White Paper   |   July 18, 2021


TCU™ uses network AI to manage control plane security in real-time

The number of malicious attacks on the network infrastructure has increased together with the recent gains in efficiency due to the remote administration of computing and infrastructure. This increase in attack surfaces calls for greater network-based attack detection. Specifically, the need for trust services that establish a hardware root of trust that extends through software support at the virtualization and orchestration layers to containers running on the platform.

Enter trusted control/compute unit (TCU™) that takes a grounds-up view of platform level AI detection and protection of the network by incorporating functions such as secure boot, secure key store, remote attestation, runtime protection, and firmware resiliency. The on-chip secure vault establishes the root of trust and runs the trust services in a secure enclave. In other words, a secure AI computational trust engine is used for runtime trustworthiness evaluation of the containers based on their behavior.

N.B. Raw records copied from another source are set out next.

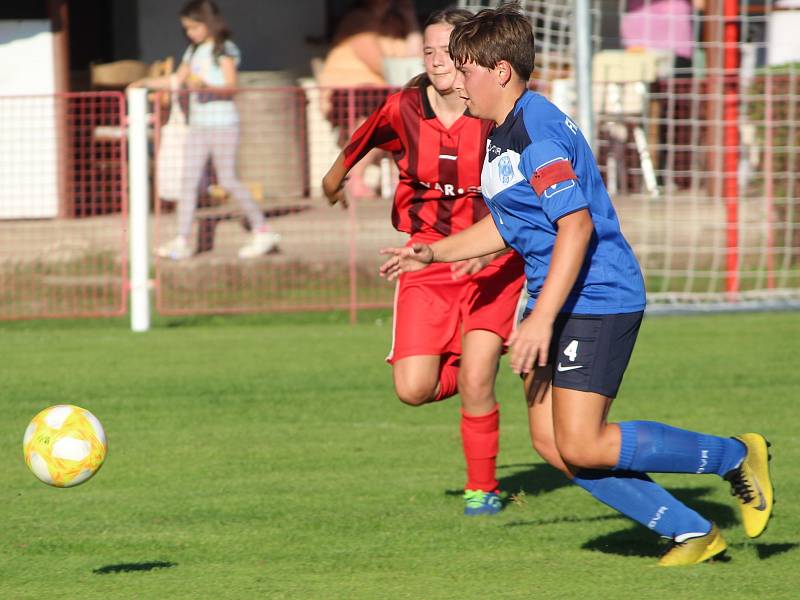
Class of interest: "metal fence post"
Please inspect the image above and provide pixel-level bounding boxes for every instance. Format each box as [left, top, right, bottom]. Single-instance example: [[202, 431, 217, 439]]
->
[[128, 89, 150, 331], [573, 0, 595, 148]]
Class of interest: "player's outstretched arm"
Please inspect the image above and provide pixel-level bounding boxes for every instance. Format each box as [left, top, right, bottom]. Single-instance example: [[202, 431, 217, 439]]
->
[[508, 209, 594, 373], [380, 215, 506, 281], [322, 152, 350, 208]]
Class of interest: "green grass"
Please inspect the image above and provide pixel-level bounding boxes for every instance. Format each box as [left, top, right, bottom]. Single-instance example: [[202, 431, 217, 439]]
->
[[0, 313, 800, 600]]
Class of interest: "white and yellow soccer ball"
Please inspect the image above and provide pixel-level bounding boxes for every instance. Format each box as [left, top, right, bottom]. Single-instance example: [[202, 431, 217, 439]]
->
[[22, 404, 108, 487]]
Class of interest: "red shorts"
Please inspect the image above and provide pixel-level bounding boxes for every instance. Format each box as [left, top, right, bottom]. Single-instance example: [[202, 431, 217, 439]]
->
[[386, 244, 525, 364]]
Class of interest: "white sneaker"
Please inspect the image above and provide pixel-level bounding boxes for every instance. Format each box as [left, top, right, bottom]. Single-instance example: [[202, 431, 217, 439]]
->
[[156, 235, 192, 260], [239, 231, 281, 258]]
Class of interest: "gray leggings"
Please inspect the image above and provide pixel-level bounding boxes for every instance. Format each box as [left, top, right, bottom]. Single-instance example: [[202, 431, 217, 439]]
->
[[178, 125, 264, 237]]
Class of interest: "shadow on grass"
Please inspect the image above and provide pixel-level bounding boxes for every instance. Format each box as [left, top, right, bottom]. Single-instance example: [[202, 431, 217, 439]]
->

Lack of real-time threat detection

Platform-level trust and security is vital to ensuring data center level and/or end-to-end network security as shown in Figure 1. Some of the platform critical functions at boot time and runtime determine the level of robustness of any platform. These include timely execution of locally and/or remotely administered functions like generating and maintaining cryptographic keys, updating firmware patches, trust services, attestation, authoring, and authentication. The ability to remotely access the network to perform these functions has increased the efficiency of managing the infrastructure control and management planes of a network.
Figure 1 Platform-level trust entails end-to-end network security.Figure 1 Platform-level trust entails end-to-end network security.

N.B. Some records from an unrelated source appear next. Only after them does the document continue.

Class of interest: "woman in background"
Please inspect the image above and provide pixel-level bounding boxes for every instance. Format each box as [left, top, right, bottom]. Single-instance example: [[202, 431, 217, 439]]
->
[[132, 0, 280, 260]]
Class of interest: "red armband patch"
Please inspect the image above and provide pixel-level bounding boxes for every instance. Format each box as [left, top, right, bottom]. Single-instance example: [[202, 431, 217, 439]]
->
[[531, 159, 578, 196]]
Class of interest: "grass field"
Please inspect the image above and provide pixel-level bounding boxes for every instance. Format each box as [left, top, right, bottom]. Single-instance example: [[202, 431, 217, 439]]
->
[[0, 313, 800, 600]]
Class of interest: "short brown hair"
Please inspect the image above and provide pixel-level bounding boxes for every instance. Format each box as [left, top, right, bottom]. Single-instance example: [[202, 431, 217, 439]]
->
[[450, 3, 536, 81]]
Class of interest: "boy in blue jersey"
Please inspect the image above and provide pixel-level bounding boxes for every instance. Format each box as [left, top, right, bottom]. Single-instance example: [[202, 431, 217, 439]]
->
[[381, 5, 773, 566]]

Some of the gains in efficiency, as well as cost savings, have been achieved from not having an on-site IT/OT person. However, the increase in remote accessibility also poses challenges to network security. These challenges often start from platform level and can quickly percolate up to node or even cross-node data center and network infrastructure level. For example, in 5G base station environments, careful sequencing of node bring-up is orchestrated to avoid remote entity authentication.

However, it’s hard to rely just on sequencing of the node bring-up or authentication of the remote administrator one time and assume the control plane agent behind that station is not malicious. For example, a remote employee’s credentials can be stolen by hackers, who can use the credentials to try and gain access to the network. The problem with current solutions on the market is that they are unable to detect this type of abnormal activity with any level of certainty.

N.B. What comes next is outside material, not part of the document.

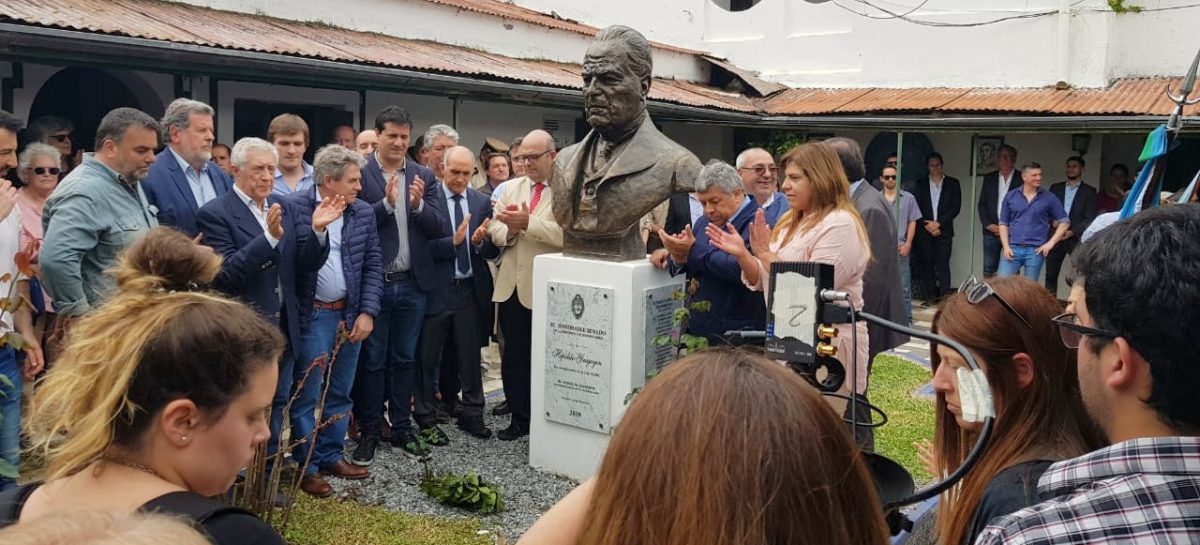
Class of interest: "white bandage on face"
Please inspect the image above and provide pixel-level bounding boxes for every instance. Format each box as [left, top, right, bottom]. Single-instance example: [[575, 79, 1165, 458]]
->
[[956, 367, 996, 423]]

The recognition of malicious activity on the network must occur in real-time in order to avoid the deleterious and sometimes long-lasting negative effects that can occur when a network is breached. Some of these malicious activities, how they would be recognized, and some of the motivations for breaching a network are described here.

Types of malicious activities

  1. Those involving detection of fully known malicious nodes—known and identified by higher layer software—and/or users operating on these nodes. These types of nodes can be managed using static rules enforcement.
  2. Those involving detection of partially known malicious (suspect) nodes and/or users operating on these nodes. An example of this threat would be knowing only the upper 16 bits of a 32-bit IPv4 address.
  3. Those involving detection of malicious intent by one node or a group of nodes using traffic volume per a given time interval. An example of this threat would be an attempt to bring down the network by flooding it with packets.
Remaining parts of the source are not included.